# Name this cadence



## Vile Consort

What is the name of the cadence, often used by JS Bach, where (in C major) the penultimate chord is D, F, A flat, B (often with a tonic pedal under it) leading to a C major chord.


----------



## EdwardBast

You asked this question, and it was answered, in June:

Name this cadence

Short version: Those notes over a final tonic pedal in Bach are just non-harmonic tones elaborating the final tonic chord. The real final cadence happened measures before.


----------



## caters

It's a leading tone IAC. Beethoven is another composer that frequently uses leading tone IAC's in his pieces. Generally speaking, there are 3 types of IAC. There is the root position IAC, the inverted IAC, and the leading tone IAC.

The leading tone IAC is exactly what you are describing, a vii°7 -> I cadence, This I feel to be the strongest of IAC's because of the half step motion and because, it is just 1 note away from a PAC(substitute the Ab for a G and it would be a PAC).

The root position IAC is also pretty close to a PAC in its strength. In this case, both the V and I chords are in root position, but the I chord has a soprano note other than the root.

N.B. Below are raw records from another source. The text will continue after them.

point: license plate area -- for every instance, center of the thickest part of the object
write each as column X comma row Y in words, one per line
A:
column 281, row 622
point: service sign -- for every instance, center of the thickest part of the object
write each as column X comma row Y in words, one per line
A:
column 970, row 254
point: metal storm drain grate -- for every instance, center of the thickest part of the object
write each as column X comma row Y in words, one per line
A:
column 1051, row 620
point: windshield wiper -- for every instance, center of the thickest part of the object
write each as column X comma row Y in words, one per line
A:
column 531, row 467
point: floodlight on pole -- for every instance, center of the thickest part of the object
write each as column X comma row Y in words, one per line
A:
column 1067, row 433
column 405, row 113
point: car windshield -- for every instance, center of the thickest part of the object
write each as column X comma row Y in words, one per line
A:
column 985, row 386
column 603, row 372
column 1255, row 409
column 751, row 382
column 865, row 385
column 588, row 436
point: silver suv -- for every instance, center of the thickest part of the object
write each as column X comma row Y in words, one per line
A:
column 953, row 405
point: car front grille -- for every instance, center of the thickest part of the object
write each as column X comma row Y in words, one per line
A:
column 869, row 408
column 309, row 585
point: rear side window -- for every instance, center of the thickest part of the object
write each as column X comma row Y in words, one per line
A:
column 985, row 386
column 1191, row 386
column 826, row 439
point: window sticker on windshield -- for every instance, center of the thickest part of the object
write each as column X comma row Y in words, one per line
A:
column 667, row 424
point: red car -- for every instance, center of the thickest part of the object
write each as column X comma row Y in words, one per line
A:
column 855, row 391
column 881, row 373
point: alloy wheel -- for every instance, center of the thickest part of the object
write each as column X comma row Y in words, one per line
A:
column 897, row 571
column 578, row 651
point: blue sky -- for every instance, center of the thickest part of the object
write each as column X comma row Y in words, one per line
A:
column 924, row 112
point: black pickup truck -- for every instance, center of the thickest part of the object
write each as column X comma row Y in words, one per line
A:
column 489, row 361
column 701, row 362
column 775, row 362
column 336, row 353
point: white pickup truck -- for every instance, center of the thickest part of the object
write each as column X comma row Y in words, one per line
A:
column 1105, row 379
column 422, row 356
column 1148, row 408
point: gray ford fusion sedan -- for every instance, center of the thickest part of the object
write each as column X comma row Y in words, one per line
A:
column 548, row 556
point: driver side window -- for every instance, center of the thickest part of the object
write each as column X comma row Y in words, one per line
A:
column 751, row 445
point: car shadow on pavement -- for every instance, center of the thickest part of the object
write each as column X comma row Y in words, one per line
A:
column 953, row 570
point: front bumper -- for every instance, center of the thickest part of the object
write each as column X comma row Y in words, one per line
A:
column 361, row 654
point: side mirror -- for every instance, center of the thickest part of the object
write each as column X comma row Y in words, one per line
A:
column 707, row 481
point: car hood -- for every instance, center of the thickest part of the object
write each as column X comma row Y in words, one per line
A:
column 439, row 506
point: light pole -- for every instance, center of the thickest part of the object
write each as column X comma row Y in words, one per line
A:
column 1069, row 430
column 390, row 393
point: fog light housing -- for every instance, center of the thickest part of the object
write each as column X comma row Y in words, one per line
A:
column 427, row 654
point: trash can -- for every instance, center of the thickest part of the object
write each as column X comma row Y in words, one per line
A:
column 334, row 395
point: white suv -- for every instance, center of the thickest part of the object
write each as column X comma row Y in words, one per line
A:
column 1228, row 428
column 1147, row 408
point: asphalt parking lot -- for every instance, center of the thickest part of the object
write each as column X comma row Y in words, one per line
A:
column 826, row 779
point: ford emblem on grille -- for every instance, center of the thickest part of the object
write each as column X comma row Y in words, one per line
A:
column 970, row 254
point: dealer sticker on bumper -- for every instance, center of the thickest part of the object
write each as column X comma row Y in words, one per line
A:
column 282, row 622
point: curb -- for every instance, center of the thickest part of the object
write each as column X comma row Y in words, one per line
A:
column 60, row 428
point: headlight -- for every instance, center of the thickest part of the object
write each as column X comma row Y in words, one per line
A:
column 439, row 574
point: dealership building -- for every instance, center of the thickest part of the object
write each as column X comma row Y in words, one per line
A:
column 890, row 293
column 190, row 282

The inverted IAC is the weakest of them all. As the name implies, this means that the V and/or the I chord is inverted. But with this, I feel 3 different levels of strength depending on the chord that is inverted. If the dominant is inverted, it is close to a PAC in strength, especially if the inverted dominant is a V65 chord. If the tonic is inverted, it is weak. If both the dominant and the tonic are inverted, it is so weak that it is hard to even call it an inverted IAC.


----------